今、私の手元にある書物は二冊、中山昇著『大阪の使徒 A・D・ヘールの生涯』(一九六五年 ともしび社)と『わらじばきの宣教師 A・D・ヘールに学ぶ』(二〇〇一年 カナン文庫)です。その中から二冊共に載っている部分ですがご紹介します。南北戦争に従軍したヘールが一七歳の時の様子です。文章は著者の文書です。
南北に分かれて同胞が相ひしぎ、相争う戦さである。人々の魂は事毎に疼きを覚えたであろう。そのとき、アレキサンダーのテントはしばしば祈りの場になったという(祈りの為の集会所になったと記録は伝えている「ヘールの生涯」一九頁)。若きA・D・ヘールは既に篤信のクリスチャンとして衆望を担い、戦友たちの良き相談相手となっていたのである。羊は良き羊飼いを知る。それは人の年齢によるのでもなく、学識や資格によるのでもない。ただ心の目が捉える愛の真実というものであろう。十代にして早くも人の魂を牧する器とされ、軍団の厳しい掟の中で、牧者としての人柄が磨かれて行ったのである(『A・D・ヘールに学ぶ』二〇頁)。

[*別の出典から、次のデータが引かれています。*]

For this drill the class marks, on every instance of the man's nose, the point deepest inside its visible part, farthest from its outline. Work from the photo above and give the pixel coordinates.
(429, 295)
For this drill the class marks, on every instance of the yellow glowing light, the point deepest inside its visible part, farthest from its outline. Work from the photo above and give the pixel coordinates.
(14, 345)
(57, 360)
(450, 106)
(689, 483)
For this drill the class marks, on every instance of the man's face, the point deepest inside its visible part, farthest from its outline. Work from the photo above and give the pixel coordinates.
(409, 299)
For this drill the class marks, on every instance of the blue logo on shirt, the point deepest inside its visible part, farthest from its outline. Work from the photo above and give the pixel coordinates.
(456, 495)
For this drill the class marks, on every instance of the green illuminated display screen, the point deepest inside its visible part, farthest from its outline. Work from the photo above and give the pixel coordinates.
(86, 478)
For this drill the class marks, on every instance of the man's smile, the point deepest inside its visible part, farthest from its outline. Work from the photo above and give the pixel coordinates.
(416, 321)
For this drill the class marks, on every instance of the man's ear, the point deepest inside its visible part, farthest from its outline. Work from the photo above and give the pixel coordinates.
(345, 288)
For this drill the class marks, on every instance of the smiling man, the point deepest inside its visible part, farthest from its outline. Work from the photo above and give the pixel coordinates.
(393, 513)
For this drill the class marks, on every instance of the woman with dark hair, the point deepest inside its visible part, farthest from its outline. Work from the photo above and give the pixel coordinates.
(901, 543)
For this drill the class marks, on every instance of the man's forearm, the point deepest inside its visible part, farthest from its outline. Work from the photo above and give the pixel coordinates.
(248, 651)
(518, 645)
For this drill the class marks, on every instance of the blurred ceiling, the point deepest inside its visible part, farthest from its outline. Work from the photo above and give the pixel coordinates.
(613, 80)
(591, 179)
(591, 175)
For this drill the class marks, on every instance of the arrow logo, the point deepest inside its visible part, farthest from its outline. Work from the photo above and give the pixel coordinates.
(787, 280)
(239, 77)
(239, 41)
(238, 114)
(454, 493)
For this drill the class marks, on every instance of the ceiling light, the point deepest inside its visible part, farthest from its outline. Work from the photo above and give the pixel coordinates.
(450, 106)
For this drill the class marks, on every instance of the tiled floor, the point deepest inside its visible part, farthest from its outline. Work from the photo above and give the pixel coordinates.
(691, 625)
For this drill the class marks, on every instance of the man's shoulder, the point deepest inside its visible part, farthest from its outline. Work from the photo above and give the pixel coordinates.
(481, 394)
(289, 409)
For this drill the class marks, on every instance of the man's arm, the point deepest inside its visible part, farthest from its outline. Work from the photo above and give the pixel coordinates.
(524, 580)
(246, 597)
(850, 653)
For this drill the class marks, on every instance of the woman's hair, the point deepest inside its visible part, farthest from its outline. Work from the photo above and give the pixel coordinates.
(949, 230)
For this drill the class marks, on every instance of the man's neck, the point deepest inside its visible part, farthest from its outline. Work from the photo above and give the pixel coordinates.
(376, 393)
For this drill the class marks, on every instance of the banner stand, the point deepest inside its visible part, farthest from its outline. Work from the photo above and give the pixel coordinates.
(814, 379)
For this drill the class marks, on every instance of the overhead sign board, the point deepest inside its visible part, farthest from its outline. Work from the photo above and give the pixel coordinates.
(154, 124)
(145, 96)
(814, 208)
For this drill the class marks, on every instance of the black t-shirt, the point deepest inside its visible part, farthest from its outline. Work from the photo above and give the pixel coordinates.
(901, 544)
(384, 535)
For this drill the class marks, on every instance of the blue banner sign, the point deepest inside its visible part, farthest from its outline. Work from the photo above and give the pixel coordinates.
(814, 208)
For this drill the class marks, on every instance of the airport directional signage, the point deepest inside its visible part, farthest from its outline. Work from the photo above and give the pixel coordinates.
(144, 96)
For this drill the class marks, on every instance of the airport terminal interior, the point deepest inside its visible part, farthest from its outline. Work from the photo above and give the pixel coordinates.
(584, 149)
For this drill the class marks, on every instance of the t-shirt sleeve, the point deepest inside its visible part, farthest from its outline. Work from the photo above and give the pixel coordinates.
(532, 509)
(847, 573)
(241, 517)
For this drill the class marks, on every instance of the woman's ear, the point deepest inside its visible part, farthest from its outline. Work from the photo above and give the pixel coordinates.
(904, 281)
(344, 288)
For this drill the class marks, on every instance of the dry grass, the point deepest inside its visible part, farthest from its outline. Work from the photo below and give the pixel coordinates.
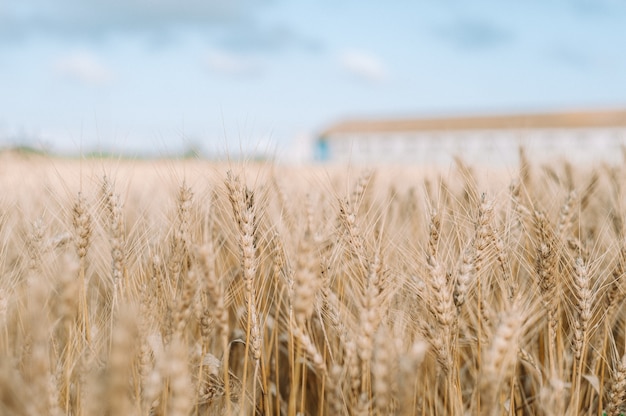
(180, 288)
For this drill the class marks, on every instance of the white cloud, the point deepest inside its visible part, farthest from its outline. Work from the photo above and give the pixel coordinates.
(233, 64)
(364, 65)
(83, 67)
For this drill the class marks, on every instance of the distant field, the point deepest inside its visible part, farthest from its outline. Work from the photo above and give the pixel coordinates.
(188, 287)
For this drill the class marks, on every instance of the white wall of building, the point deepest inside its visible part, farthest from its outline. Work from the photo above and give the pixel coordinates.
(494, 147)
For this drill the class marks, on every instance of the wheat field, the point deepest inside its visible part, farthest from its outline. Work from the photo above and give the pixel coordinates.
(196, 288)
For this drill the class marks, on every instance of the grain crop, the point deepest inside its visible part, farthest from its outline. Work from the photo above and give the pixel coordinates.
(188, 287)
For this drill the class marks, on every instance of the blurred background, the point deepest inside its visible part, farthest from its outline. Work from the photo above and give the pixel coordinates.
(165, 77)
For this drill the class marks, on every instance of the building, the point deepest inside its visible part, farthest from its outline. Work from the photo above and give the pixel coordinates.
(579, 136)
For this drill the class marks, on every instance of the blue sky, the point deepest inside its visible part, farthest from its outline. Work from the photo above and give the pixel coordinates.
(162, 75)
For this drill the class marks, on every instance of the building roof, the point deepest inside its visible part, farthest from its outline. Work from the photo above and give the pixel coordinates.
(581, 119)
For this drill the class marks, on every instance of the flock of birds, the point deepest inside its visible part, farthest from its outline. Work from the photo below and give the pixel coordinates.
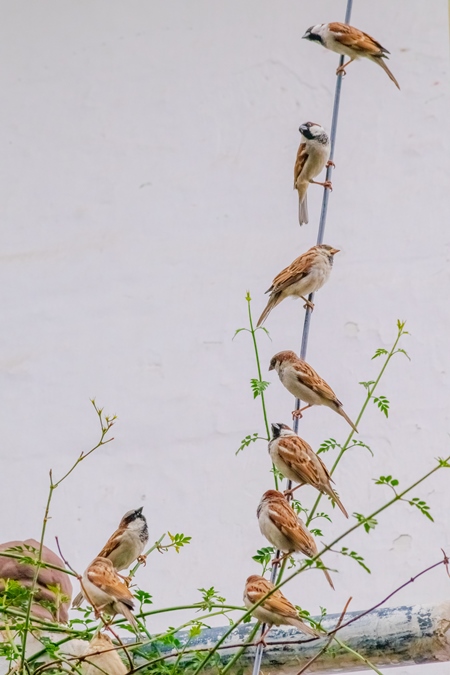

「羊は良き羊飼いを知る」。この言葉はヘール宣教師ではなく著者の言葉です。そして「良い羊飼い」と言えば、誰よりもまず主イエスのことです。その上で、まるで羊が良い羊飼いを知るように、戦友たちが、まだ宣教師にも牧師にもなる前の若い一七歳のヘールの所に集まって来た、と著者はある記録を元に記しておられる訳です。
若いヘールの姿の一端を著者の文章を通して知り、私たちが各々、この文章からお思いを広げあるいは深めることが出来ればそれで十分です。ただ一つ語ると、河内長野の地域の人たちは、このようなヘール宣教師に触れて、信頼し、協力したのでした。男子を集めてクリスマス会を開くヘール宣教師にお寺の住職が大日堂を開放し、また女子を集めてクリスマス会を開くヘール宣教師に西條さんがお宅を、開放して下さったのでした。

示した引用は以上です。